Some Ways to Cope with Holiday Stress
We may all be taking a break for the holiday season; thank GOODNESS! But it’s likely that COVID-19 stress is not taking that same break. If you are finding yourself feeling stressed or sadness about this year’s holiday season, you’re not alone.
It feels a little overwhelming to consider how to effectively fight stress through preparedness this year, while also acknowledging the desire to connect safely with loved ones. Let me offer some validation: The research is showing that burnout is more a risk factor than it’s ever been for helping professionals and healthcare workers. Here is a list of strategies and suggestions to keep in mind as we enter into the holiday season.
1. Take. The. Break.—this one needs very little explanation. Don’t work over your break if possible; leave work at work. This is a BREAK. Take it. You deserve it.
2. Set Realistic Expectations- Be realistic about what you can and can’t do. Pace yourself and do not take on more responsibility than you can handle (this includes finances AND your valuable time). Focus on what you can do! Hot tip: Take a to-go hot chocolate mug and drive around to take in the Christmas lights.
3. Name it to tame it. It’s inevitable that our lots of our expectations will be unmet this year. Acknowledge the feelings that arise and write about it, talk about it, pray about it; whatever feels most comfortable for you.

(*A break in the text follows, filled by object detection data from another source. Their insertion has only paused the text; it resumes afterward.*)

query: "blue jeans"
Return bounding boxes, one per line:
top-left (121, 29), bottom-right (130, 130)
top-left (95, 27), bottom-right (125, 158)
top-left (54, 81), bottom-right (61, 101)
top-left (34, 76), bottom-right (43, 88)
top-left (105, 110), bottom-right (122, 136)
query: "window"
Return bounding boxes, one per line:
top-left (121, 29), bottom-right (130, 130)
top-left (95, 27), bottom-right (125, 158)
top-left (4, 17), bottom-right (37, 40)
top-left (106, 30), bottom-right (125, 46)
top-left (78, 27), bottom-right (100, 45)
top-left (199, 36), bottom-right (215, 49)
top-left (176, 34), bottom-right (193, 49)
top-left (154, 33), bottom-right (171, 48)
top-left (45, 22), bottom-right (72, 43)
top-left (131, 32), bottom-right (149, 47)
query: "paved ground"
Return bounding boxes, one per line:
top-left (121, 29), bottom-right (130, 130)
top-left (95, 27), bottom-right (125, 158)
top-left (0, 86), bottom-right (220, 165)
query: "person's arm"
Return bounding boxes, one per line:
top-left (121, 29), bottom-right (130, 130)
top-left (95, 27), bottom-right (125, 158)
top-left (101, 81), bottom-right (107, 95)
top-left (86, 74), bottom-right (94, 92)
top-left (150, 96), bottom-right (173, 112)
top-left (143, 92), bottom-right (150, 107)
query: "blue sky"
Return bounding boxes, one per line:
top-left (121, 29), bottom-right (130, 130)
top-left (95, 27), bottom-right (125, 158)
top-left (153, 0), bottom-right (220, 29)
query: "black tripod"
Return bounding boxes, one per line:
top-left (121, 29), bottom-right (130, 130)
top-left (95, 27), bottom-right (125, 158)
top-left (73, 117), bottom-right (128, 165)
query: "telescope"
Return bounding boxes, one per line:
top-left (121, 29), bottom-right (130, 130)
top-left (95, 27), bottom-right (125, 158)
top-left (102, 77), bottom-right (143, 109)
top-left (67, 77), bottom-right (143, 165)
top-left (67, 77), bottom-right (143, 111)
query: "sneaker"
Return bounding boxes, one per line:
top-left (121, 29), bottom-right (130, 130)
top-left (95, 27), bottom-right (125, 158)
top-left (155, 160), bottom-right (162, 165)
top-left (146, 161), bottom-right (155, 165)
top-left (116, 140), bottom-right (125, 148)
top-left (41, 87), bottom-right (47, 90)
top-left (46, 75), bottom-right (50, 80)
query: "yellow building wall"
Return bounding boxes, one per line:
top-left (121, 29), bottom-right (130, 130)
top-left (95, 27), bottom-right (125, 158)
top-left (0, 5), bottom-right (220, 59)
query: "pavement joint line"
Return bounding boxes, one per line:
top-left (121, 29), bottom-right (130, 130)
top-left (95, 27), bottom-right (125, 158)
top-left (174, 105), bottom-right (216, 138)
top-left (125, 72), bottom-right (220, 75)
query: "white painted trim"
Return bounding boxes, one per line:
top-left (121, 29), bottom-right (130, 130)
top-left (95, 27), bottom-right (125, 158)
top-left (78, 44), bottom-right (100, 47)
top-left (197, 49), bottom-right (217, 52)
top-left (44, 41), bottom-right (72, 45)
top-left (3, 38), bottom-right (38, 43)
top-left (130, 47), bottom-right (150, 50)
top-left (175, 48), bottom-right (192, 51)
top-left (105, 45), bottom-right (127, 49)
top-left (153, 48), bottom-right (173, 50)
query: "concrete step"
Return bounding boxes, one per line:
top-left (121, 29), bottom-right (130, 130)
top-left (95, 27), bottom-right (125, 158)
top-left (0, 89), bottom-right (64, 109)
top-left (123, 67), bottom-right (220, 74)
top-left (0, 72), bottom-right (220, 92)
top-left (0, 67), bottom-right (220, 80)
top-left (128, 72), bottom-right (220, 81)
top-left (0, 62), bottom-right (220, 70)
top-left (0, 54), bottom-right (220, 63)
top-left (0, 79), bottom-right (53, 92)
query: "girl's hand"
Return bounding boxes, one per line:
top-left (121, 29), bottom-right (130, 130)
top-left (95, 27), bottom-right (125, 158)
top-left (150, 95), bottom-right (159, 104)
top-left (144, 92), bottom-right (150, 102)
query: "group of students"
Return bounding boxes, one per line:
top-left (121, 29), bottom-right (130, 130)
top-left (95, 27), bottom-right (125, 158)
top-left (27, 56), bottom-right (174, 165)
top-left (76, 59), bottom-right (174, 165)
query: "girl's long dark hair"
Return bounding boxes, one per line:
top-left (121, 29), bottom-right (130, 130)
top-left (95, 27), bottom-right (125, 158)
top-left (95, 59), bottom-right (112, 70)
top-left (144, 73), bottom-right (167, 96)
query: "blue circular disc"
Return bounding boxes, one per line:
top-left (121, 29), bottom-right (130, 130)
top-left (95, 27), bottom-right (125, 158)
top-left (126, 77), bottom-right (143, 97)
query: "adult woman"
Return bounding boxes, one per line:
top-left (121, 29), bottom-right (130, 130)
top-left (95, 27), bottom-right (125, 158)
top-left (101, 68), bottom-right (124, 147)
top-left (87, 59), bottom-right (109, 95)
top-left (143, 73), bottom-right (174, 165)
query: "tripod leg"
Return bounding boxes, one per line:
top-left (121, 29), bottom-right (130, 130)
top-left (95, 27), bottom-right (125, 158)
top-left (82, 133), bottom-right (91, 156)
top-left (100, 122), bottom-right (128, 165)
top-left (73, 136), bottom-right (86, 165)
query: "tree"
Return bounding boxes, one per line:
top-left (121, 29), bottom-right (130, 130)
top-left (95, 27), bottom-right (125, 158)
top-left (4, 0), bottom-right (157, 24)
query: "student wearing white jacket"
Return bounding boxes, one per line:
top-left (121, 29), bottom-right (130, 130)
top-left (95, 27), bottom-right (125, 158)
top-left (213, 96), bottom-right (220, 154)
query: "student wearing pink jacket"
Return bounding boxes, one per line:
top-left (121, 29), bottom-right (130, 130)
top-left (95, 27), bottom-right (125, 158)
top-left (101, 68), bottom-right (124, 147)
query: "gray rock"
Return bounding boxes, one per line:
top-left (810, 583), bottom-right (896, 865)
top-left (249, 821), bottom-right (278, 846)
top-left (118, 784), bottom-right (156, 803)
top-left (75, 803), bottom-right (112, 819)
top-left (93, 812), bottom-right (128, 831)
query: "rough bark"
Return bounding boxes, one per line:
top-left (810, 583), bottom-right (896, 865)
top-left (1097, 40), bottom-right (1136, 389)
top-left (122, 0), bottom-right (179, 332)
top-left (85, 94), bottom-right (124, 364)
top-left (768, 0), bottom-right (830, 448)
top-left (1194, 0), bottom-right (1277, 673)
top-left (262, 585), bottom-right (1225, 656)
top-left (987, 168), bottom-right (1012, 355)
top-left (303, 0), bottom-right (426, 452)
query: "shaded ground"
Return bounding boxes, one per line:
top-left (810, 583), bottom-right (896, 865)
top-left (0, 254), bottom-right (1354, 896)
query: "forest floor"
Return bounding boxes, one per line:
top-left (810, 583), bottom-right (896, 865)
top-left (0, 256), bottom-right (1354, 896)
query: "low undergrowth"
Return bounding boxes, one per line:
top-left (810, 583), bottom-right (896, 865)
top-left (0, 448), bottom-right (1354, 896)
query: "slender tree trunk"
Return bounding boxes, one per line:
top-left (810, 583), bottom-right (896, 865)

4. Make new traditions. We may all very well be burned out on virtual gatherings, but this year it’s important to get creative while connecting. Share your photos of your décor, play interactive games, host a holiday online movie night, or cook the same meal and share the meal online.
5. Get grateful. Gratitude can unshackle us from unpleasant emotions and research shows it can literally change our brain structure for the better. Intention is the key; try thinking through or writing down one thing you’re grateful for each day (morning, afternoon, or night).
6. Practice patience with the kids in your life. Remember, stress affects the little humans in our lives in different ways. Take some time to talk with the children you love about the ways it can feel to manage this holiday season.
7. Set Boundaries—Setting boundaries involves the courage to love ourselves even when we risk disappointing others. This year, an added stressor may be that you have family members who have different opinions about COVID preventative measures. Remember, you can always be the one to set the positive example by socially distancing and wearing a mask at family gatherings. Change the subject or walk away from uncomfortable conversations. You have permission to say “no” if you are feeling overwhelmed by holiday activities and expectations. Some quick phrases to say no respectfully are: “I can’t take that on,” or “my plate is full.”
8. Move. Try to get in some light movement each day of the break; you do NOT have to develop a vigorous workout routine to start feeling better. Creative ways to incorporate movement: dance around while you’re waiting for the water to boil, look up “chair yoga.” There’s always the tried and true stroll around the block too 😊
While the holidays may bring stress and grief this year, I’m trying to focus on the joy of having some time off. Remind yourself practice what we preach. When feeling overwhelmed or down, ask yourself what you would advise your own patient, client, or loved one. Practicing self-compassion will be important as we navigate the possible alternative reality of this year’s holiday festivities. Also, keep in mind, 2021 is right around the corner. I wish you all peace and comfort this year!